Global negotiations and alliances are one path. Isolation and hatred are another. I’ll leave it to you to decide where the best hope lies….
mikey
Director of National Intelligence Dennis Blair delivered the annual Worldwide Threat Assessment briefing to the Senate intelligence committee today,
This made me think of Colbert’s Threat Down. Maybe I watch too much TCR and TDS.
I believe al Qaeda is a grave threat, though part of the threat is managing to sick the US of fellow Muslims.
Al Qaeda’s dreams that a Muslim nation united again will come into being due to war may be ridiculous. But it knows that if Obama manages to make peace with some Muslims, al Qaeda will become total outsiders like they were before 9/11 when almost the entire Muslim world was disgusted with Taliban extremism.
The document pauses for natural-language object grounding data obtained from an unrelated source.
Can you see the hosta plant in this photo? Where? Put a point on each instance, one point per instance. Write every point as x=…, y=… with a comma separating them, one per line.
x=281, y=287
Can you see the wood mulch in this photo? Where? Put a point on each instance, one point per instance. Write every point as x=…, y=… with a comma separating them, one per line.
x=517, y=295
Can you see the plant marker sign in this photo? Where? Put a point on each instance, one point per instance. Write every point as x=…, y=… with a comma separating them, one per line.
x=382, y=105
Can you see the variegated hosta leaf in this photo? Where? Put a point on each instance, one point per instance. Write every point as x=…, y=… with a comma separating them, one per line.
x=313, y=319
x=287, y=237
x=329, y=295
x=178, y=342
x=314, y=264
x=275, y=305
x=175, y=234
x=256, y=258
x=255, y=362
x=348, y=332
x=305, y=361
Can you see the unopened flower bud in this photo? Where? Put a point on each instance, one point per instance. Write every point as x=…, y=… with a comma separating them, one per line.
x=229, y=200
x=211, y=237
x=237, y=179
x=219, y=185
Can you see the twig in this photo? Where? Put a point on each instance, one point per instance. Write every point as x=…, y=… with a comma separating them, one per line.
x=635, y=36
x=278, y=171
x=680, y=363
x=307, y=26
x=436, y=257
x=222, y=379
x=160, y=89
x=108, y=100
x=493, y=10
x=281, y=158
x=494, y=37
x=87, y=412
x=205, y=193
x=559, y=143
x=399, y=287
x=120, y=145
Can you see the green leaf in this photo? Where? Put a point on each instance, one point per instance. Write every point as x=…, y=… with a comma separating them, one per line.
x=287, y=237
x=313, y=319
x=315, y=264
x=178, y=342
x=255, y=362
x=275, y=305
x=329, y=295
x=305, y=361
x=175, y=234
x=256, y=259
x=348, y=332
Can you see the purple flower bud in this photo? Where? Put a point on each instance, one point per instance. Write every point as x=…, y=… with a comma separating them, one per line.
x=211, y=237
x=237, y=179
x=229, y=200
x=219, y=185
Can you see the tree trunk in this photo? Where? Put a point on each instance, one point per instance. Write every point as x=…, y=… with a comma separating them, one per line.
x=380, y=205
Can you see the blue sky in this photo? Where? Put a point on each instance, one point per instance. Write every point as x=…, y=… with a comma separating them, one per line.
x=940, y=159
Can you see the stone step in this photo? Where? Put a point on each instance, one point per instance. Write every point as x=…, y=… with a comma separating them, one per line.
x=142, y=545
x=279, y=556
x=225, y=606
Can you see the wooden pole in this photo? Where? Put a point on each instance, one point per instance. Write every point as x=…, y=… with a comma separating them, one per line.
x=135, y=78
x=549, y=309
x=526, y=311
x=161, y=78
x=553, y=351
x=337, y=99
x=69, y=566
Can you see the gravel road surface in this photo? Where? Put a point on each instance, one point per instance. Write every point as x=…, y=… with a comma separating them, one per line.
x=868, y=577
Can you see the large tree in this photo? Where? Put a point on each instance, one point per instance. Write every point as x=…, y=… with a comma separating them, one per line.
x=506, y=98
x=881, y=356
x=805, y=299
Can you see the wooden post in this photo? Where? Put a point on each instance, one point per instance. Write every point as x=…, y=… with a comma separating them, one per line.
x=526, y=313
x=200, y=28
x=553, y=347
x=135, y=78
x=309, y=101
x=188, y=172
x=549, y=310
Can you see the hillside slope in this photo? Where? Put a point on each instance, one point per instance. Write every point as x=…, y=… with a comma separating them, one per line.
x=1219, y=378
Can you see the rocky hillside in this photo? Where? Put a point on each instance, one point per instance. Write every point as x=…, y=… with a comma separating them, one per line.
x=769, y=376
Bush and bin Laden preferred to fight in Iraq. For Bush better than in the US and for bin Laden better than in Pakistan. But the unsigned agreement to limit the war mostly to Iraq is over under Obama.
For more details go to,
http://capitolhillblue.com/cont/node/15268
RichardKanePA google RichardKanePA
For 68 years ever since Pearl Harbor America has lived with fear, at first fear of other great powers then fear of terror.
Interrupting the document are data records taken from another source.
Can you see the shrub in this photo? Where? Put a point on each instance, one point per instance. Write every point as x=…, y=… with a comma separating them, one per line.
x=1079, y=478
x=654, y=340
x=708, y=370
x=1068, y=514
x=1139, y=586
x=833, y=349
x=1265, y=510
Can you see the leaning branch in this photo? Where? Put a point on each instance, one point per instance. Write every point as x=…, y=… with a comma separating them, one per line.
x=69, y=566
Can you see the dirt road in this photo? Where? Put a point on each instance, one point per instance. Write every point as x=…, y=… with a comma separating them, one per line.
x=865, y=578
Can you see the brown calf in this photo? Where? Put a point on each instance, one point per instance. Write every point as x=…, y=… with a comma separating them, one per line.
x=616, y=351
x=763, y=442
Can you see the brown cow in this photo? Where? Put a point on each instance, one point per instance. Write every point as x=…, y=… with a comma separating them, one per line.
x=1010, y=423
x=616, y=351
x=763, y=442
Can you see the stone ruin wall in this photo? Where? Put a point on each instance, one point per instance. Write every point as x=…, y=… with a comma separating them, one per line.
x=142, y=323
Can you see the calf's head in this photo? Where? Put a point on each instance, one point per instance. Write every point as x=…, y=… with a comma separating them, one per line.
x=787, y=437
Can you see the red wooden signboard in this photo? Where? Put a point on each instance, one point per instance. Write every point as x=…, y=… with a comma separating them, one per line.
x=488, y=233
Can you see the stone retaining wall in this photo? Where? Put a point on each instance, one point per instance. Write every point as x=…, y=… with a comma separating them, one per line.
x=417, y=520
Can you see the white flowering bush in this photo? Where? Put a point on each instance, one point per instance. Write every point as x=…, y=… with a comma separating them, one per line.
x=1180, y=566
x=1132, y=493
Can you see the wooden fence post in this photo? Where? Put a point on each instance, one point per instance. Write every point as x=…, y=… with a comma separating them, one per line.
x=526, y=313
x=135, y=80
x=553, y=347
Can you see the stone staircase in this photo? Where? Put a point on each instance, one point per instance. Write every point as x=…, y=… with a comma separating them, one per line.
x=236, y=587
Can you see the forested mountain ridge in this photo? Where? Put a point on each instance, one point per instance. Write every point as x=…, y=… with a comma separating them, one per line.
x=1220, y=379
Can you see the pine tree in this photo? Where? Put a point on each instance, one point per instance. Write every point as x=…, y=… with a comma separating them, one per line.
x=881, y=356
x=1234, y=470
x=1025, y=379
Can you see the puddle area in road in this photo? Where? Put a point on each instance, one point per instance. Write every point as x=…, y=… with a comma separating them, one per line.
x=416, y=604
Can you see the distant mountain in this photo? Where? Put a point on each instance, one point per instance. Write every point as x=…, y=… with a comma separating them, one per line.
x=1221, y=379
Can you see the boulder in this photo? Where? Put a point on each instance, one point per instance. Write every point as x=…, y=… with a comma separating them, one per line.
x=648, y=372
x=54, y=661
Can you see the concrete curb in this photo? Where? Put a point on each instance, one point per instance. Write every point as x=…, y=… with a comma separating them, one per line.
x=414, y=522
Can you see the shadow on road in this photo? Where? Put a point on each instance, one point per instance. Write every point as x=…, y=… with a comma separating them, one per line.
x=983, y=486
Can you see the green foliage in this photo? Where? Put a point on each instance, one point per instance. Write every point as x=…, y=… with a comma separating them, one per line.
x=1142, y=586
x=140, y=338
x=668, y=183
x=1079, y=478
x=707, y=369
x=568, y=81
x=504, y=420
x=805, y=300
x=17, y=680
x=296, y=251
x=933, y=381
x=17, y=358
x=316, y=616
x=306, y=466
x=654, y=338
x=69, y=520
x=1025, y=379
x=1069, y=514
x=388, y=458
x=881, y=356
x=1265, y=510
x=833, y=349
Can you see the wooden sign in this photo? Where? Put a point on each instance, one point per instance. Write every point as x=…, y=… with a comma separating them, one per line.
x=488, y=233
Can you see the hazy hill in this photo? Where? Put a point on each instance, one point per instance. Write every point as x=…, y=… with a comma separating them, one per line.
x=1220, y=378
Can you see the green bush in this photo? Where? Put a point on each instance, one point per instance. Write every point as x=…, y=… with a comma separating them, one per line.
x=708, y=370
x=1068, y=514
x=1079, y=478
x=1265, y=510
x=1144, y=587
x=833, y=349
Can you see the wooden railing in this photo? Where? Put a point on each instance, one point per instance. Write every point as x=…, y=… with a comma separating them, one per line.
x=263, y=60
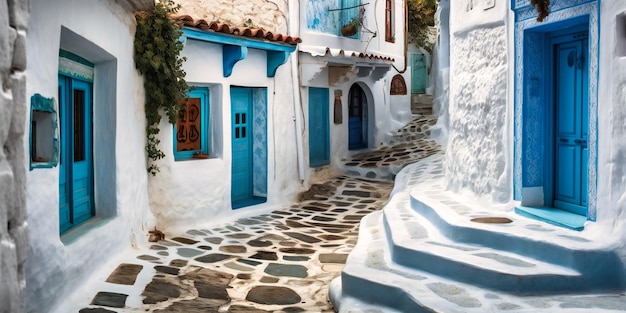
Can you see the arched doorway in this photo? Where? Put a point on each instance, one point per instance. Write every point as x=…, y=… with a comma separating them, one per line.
x=357, y=118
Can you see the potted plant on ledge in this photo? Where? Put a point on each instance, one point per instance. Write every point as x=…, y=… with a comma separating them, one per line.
x=351, y=28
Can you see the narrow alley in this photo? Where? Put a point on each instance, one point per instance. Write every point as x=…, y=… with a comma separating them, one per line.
x=281, y=261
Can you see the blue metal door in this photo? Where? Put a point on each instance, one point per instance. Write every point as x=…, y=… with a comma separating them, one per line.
x=357, y=118
x=241, y=107
x=319, y=127
x=76, y=203
x=419, y=73
x=571, y=125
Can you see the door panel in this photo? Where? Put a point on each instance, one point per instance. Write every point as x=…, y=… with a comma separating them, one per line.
x=357, y=122
x=419, y=73
x=241, y=101
x=76, y=203
x=319, y=139
x=571, y=119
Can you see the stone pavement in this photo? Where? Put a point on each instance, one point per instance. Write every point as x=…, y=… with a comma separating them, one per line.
x=282, y=261
x=277, y=262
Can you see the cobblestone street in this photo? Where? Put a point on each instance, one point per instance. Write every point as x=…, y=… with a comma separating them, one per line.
x=278, y=262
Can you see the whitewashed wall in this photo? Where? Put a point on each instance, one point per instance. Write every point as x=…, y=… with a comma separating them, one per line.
x=611, y=212
x=477, y=159
x=188, y=192
x=267, y=14
x=55, y=267
x=13, y=226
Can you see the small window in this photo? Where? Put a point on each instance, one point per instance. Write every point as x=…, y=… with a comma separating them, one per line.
x=398, y=85
x=389, y=34
x=191, y=132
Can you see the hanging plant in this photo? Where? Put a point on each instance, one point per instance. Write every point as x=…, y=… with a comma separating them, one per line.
x=157, y=57
x=542, y=7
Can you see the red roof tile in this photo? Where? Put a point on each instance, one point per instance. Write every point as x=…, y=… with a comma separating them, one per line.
x=201, y=24
x=359, y=55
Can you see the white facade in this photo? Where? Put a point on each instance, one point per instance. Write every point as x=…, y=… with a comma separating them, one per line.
x=330, y=60
x=56, y=264
x=483, y=159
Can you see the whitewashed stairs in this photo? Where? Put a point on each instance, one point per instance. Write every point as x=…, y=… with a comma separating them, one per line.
x=422, y=253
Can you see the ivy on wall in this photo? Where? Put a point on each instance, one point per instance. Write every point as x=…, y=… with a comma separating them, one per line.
x=157, y=57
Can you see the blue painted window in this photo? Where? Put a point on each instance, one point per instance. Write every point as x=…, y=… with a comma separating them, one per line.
x=191, y=132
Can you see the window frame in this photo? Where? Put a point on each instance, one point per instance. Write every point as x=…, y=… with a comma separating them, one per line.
x=203, y=94
x=389, y=33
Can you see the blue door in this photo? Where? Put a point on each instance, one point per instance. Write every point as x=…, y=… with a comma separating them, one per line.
x=76, y=203
x=242, y=184
x=419, y=73
x=571, y=122
x=319, y=127
x=357, y=118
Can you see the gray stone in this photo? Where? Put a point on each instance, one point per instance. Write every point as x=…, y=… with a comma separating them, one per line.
x=185, y=240
x=265, y=255
x=273, y=295
x=125, y=274
x=159, y=290
x=188, y=252
x=339, y=258
x=288, y=270
x=214, y=257
x=167, y=269
x=110, y=299
x=302, y=237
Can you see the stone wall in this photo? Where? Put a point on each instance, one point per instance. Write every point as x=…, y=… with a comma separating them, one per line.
x=476, y=153
x=270, y=15
x=13, y=24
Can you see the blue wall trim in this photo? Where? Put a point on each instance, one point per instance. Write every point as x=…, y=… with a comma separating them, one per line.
x=531, y=94
x=235, y=49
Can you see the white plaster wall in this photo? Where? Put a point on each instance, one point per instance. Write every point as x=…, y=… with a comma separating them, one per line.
x=270, y=15
x=374, y=20
x=191, y=192
x=476, y=154
x=123, y=217
x=611, y=212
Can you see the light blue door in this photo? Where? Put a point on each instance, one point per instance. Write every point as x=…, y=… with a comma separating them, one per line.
x=357, y=118
x=76, y=203
x=241, y=107
x=571, y=130
x=319, y=127
x=419, y=73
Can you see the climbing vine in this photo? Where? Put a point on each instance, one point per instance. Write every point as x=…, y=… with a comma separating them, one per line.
x=542, y=8
x=421, y=15
x=157, y=57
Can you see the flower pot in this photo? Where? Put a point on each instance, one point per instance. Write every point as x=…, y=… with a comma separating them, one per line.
x=349, y=30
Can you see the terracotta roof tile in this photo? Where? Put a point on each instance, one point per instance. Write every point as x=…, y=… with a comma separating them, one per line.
x=201, y=24
x=359, y=55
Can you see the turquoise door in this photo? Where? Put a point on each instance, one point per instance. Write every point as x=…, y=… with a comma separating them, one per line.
x=571, y=123
x=319, y=127
x=419, y=73
x=357, y=118
x=76, y=203
x=242, y=184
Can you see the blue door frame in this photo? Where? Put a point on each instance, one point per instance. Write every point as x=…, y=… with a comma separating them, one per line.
x=319, y=127
x=249, y=146
x=570, y=71
x=357, y=118
x=76, y=203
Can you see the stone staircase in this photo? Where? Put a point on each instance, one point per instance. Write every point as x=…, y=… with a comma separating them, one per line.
x=430, y=251
x=404, y=146
x=422, y=104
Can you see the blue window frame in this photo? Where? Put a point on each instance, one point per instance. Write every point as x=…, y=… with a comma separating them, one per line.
x=191, y=132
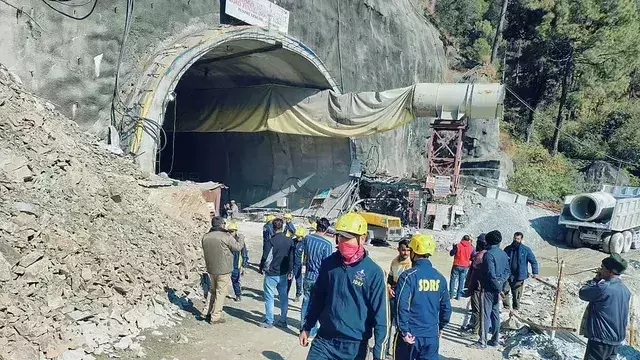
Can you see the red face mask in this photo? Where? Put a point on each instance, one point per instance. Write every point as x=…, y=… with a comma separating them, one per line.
x=351, y=253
Now the President, the opposition party, and people on the street are worried about other things instead. Bin Laden likes economic targets the attack of the Twin Towers was an attack on what was called the financial center of the US and in the doctors plot cryptically warned three months earlier by, “Those who heal you will kill you” was meant to stop the US and Britain from hiring doctors and engineers from abroad. German business one might remember said their economy was hurting severly from being unable to hire computer experts from abroad,
http://capitolhillblue.com/cont/blog/2419
By the way mikeyhemlok in the comment above. If the world economy continues to wither, stimulosus attempts by encouraging Detroit to have fuel efficient cars and tax credits for homeowners to weatherize homes will backfire because a bad world economy means temporarily plenty of cheep fuel. So the fewer people who are buying will again avoid American goods.
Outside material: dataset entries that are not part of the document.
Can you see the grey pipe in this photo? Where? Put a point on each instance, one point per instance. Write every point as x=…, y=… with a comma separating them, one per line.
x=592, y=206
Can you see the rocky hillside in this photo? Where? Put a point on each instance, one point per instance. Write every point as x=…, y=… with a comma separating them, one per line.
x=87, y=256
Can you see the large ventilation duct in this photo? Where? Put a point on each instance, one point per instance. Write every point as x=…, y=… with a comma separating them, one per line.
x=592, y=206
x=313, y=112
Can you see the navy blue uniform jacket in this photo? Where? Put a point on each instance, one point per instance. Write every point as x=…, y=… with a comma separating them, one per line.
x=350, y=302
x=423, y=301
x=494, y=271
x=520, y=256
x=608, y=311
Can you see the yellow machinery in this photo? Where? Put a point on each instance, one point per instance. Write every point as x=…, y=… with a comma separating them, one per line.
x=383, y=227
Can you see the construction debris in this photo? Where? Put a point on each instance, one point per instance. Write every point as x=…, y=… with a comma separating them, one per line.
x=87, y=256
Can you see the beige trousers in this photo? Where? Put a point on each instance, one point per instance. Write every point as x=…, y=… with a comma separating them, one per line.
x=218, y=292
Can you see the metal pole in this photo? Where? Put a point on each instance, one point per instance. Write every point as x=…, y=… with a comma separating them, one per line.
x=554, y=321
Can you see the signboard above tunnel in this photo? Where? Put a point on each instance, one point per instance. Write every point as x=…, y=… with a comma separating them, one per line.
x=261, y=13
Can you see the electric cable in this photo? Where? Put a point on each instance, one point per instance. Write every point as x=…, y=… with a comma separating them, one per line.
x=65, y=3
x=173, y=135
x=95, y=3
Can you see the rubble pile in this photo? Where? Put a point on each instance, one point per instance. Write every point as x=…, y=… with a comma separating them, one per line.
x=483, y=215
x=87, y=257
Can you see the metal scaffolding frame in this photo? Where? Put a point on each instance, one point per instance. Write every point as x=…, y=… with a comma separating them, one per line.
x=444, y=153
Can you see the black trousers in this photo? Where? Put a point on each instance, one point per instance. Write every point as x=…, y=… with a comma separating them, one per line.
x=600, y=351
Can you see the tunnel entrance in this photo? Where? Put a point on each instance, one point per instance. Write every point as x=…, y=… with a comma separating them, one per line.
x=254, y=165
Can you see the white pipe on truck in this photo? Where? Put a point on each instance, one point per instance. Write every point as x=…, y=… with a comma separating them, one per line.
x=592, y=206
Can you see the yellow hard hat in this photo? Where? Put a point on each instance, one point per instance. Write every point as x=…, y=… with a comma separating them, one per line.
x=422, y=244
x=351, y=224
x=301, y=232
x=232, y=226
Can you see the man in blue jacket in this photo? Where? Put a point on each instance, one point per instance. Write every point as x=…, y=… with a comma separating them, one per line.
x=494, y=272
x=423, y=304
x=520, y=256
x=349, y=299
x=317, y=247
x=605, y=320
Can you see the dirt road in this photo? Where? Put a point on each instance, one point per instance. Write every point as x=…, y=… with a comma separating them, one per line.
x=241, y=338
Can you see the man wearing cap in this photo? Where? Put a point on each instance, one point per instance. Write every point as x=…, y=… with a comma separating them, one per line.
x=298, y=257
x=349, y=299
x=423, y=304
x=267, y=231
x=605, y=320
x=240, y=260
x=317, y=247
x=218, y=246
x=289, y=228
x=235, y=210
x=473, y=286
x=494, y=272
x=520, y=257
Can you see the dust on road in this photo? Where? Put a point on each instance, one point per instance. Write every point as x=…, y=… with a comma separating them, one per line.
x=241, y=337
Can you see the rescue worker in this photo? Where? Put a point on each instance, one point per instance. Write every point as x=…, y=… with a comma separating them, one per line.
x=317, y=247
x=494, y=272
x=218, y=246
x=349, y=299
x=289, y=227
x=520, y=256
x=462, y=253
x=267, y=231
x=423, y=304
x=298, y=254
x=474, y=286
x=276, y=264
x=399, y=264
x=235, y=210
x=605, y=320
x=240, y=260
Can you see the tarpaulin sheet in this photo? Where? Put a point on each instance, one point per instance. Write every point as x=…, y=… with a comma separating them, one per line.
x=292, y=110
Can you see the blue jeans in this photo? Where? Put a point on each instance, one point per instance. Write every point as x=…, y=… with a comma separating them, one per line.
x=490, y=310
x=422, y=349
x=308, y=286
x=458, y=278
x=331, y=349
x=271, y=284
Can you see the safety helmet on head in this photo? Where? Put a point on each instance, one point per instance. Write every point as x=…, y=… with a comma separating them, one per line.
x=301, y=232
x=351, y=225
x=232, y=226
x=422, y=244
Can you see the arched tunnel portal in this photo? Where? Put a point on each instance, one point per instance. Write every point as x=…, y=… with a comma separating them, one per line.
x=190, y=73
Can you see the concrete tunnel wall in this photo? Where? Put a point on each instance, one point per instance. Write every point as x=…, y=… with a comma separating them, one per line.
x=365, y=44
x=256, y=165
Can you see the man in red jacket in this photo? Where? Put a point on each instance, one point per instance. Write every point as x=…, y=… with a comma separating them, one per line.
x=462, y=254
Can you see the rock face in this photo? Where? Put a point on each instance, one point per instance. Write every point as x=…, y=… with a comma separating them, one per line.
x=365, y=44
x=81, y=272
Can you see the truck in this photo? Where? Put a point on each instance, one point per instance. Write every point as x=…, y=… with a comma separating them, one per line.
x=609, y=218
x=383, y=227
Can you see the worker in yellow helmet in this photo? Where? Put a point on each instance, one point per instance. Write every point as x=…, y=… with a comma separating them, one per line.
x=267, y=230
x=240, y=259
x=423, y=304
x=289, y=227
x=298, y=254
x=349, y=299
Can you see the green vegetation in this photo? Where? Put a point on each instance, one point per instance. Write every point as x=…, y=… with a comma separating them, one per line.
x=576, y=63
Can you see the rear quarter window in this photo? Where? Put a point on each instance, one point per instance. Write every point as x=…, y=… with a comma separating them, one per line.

If someone manages to keep a job in a disastrous economy with shrinking wages. By having a big old car, and picking up and charging fellow employees on the way to work will prevent him from having to walk 30 miles to get to his job, and prevent the boss from laying him off till the very end.
The results of what Obama and the US does will partly be dependant what other countries succeed at doing or not, with a couple of groups such as al Qaeda believing they have a stake in things not working out.
I can’t mention World Government coordination without some people going bananas, but any stimulus plan needs to be pegged to keep changing in relationship to where the world economy is at, at the moment.